Idk if it's effective but i find it enjoyable .


----------



## John Ziegler (Aug 8, 2018)

Jumped on the bandwagon here tonight doing leg extensions & leg curl supersets


----------



## Metalhead1 (Aug 8, 2018)

45lb plate raise to failure
SS
25lb plate side rases to failure
SS
45lb plate hands on top to failure
For 3 sets. Major shoulder burn and pump.

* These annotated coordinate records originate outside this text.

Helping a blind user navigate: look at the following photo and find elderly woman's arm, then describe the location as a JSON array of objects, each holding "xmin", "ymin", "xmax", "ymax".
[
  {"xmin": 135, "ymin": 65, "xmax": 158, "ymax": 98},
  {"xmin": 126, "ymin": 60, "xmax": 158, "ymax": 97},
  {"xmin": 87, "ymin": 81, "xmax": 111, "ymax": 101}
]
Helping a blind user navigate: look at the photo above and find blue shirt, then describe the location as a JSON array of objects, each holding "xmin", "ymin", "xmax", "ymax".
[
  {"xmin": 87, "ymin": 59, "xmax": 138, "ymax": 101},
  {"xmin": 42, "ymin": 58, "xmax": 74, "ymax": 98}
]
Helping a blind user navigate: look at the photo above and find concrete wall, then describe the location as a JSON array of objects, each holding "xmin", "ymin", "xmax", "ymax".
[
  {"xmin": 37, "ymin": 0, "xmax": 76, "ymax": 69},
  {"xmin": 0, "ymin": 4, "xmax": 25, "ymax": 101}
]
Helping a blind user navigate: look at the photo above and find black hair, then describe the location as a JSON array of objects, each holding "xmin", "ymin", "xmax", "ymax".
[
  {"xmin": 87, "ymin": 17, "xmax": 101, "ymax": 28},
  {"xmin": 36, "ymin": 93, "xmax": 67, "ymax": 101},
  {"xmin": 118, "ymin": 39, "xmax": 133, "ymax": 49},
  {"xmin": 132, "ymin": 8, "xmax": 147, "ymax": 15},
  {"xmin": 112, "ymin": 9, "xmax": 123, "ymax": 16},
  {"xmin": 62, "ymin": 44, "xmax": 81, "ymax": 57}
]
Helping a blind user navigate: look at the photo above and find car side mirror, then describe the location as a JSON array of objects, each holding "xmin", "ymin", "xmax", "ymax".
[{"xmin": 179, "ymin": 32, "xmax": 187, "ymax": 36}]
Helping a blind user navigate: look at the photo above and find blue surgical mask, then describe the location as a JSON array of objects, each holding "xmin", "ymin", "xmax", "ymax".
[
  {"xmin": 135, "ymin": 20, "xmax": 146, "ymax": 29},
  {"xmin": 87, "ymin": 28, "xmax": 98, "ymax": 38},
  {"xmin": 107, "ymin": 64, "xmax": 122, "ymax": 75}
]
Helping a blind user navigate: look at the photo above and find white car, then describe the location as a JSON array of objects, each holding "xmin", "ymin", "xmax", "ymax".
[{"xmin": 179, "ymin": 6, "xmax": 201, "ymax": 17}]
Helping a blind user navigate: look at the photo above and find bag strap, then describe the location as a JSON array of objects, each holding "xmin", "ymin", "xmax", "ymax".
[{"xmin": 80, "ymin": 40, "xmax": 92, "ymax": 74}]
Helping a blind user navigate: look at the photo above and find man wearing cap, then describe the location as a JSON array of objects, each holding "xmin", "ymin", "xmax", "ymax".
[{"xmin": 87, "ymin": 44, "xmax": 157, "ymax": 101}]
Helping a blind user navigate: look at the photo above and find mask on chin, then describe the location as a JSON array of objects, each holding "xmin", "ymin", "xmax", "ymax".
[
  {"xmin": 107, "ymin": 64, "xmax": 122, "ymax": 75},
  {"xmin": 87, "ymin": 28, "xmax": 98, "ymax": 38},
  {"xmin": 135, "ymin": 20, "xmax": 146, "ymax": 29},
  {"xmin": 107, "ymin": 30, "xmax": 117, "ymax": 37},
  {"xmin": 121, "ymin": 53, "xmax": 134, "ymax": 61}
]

For warmup on back i've incorporated 
Pullups
SS
deadlifts
4-5 sets


----------



## John Ziegler (Aug 9, 2018)

Op & your damn superset thread 

got me doin flat bench & seated row supersets


----------



## Viduus (Aug 9, 2018)

Zeigler said:


> Op & your damn superset thread
> 
> got me doin flat bench & seated row supersets



I love them. Sometimes I just use the second as a “break” for whatever I’m hitting with the first. Keeps the heart rate up and I get a good workout in a short amount of time.


----------



## Snowskylo (Sep 14, 2018)

Viduus said:


> Anybody know their favorite and worst supersets?
> 
> Favorite: (absolutely exhausting)
> Heavy deadlifts & heavy pullovers
> ...




*My favorite is the leg press plus leg curls (or basically any leg focused superset).  My least favorite is pull-ups (of any kind) plus pushups.*


----------